Civil rights march on its way across the Craigavon Bridge, Derry, N Ireland, UK, on 2 November 1968.
Civil rights march on its way across the Craigavon Bridge, Derry, N Ireland, UK, on 2 November 1968.

A County Derry politician who was a teacher in Inishowen at the time of the Civil Rights march which marked the start of the Troubles has reflected on how life may have been very different for generations of people if protesters had not been battered off Derry’s streets 50 years ago.

SDLP East Derry Assembly Member John Dallat was speaking after attending a series of events in Derry City at the weekend to commemorate the 50th anniversary of the Duke Street Civil Rights March of October 5, 1968. On that fateful march police violence resulted in the those present being prevented from reaching a planned rally at the city centre.

Over the weekend past, Mr Dallat joined President Michael D Higgins and civil rights veterans to reflect on the events at that time.

Mr Dallat said: “As a 21-year-old in my fourth week teaching in the Technical College in Carndonagh, County Donegal I was on my first shopping trip to the city following my appointment. I was accompanied by three of my new colleagues who were also new teachers and from different parts of Ireland. We were looking forward to attending the Civil Rights Rally but it was not to be, and I often wondered what would have happened if things had been different. What would have happened if the RUC instead of drawing batons and sending in water cannons had allowed the march to proceed?”

Mr Dallat said the Civil Rights campaign was important to him personally “because my family lived in a house with neither running water, electricity nor proper sanitation and extreme cold and damp”.

Mr Dallat said that at the time he had just written to three different technical colleges in the North asking for application forms “but didn’t return them because one of the questions was: ‘What is your religion’ and I threw them in the fire and applied for a post in Donegal where I spent six very happy years in an environment where religion or politics was never discussed and the students were both Catholic and Protestant.”

He added: “The events of that day are now history and we relived them at the weekend and I am angry because I can see that even today, with all the hindsight and experience of that and many other days, lessons have not been learned by many of those now pulling the political strings.

“There are still politicians with mind-sets similar to the middle-class unionist politicians of 50 years ago would lead us down the same road again believing one community can suppress the other and that is unforgivable.”

Mr Dallat continued: “There were parallels between Derry City and my town of Kilrea.
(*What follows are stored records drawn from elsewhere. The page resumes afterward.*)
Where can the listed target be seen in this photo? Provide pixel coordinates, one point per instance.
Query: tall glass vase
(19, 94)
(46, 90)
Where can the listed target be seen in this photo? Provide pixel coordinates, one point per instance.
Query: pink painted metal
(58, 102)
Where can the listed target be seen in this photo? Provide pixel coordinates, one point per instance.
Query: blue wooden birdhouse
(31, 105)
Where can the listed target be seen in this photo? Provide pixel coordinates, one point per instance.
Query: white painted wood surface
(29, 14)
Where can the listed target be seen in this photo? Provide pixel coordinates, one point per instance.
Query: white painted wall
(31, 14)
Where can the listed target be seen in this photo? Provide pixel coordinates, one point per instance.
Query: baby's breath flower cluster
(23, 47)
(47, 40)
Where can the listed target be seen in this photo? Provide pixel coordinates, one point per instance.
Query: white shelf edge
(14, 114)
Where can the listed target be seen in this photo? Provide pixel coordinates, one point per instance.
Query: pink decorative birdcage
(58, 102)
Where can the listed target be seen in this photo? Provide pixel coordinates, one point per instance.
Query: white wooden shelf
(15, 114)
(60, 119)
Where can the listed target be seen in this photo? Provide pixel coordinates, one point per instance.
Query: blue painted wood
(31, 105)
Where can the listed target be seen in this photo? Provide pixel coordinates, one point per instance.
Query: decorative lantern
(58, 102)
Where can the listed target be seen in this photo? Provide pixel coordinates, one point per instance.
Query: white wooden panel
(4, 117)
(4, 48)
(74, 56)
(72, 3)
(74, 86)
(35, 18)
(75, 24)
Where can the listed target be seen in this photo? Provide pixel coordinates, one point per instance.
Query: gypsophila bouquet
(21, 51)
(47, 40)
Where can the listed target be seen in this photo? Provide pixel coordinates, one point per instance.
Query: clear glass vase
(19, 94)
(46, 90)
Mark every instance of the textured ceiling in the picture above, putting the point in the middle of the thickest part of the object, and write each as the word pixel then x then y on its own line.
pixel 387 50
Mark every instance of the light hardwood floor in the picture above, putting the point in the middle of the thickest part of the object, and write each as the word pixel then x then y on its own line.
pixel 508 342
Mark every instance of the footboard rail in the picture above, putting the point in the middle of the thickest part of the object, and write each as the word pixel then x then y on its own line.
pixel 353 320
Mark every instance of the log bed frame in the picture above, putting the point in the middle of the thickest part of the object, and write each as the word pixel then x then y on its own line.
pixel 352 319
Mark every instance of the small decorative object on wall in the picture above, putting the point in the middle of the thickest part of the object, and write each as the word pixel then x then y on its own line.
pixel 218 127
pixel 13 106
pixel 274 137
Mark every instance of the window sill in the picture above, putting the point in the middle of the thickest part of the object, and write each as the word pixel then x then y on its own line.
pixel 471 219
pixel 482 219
Both had Nationalist majorities albeit in on a different scale but housing went largely to Protestant families.

“Few Catholics had jobs in public services such as the Electricity Board, Water Board, Telephones or indeed the civil service.
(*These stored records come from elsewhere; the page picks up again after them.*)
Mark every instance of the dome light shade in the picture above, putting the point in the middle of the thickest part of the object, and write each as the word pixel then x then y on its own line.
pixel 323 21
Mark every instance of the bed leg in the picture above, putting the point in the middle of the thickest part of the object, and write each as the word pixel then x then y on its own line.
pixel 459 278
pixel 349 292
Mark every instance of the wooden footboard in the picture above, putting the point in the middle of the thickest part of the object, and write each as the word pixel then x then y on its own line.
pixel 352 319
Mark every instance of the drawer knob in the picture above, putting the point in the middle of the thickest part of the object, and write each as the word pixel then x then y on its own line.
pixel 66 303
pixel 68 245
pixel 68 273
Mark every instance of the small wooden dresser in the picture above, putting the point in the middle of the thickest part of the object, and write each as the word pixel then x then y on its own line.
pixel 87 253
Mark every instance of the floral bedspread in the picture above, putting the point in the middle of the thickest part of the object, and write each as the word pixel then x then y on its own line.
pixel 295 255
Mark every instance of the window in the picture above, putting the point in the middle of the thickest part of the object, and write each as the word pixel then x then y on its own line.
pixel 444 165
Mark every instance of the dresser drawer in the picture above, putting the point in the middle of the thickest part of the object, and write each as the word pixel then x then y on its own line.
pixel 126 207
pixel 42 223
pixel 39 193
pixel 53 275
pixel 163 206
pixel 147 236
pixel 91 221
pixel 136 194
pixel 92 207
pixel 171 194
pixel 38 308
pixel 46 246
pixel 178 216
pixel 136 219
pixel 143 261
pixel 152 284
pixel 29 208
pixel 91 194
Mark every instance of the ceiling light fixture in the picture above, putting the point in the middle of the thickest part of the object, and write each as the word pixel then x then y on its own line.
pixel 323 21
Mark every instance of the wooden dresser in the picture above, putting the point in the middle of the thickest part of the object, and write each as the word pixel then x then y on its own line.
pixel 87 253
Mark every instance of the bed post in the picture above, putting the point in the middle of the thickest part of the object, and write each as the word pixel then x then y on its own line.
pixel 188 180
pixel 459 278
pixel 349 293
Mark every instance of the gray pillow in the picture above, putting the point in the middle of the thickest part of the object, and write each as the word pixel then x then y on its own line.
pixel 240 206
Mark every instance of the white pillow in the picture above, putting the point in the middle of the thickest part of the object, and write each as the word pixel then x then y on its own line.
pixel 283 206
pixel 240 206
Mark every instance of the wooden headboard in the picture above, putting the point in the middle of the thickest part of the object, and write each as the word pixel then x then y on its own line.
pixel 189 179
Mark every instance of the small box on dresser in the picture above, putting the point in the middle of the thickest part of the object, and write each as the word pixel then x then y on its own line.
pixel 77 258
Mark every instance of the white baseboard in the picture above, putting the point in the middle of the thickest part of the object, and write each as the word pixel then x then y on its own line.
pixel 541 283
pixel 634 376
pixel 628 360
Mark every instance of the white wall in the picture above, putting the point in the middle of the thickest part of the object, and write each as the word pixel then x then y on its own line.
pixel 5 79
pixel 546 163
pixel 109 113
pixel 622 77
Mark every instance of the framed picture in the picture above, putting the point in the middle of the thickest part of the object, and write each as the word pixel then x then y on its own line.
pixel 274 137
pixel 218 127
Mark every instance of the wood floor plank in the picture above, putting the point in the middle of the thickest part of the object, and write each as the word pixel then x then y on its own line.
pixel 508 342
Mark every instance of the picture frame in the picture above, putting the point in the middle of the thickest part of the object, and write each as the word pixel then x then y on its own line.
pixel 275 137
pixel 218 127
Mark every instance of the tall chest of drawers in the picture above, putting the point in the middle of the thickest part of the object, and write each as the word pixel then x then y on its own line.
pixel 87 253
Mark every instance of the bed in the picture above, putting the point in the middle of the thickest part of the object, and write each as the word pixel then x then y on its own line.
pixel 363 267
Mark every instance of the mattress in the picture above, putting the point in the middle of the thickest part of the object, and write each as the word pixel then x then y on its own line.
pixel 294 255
“There were 2,400 on the waiting list for houses in Derry with only 22 built in 1968 and in Kilrea 48 new homes went almost exclusively to Protestant families and that was the background to the Northern Ireland Civil Rights Association and the hope that it could change a policy which set one community against the other when in many cases both were short-changed by inequality.”

He concluded: “I visited Derry City many times over the years and I saw the destruction that followed.

“I heard about people murdered, businesses ruined and opportunities lost. I saw the despair on the faces of people and I wondered if only those civil rights marchers had been allowed to proceed for a peaceful rally.”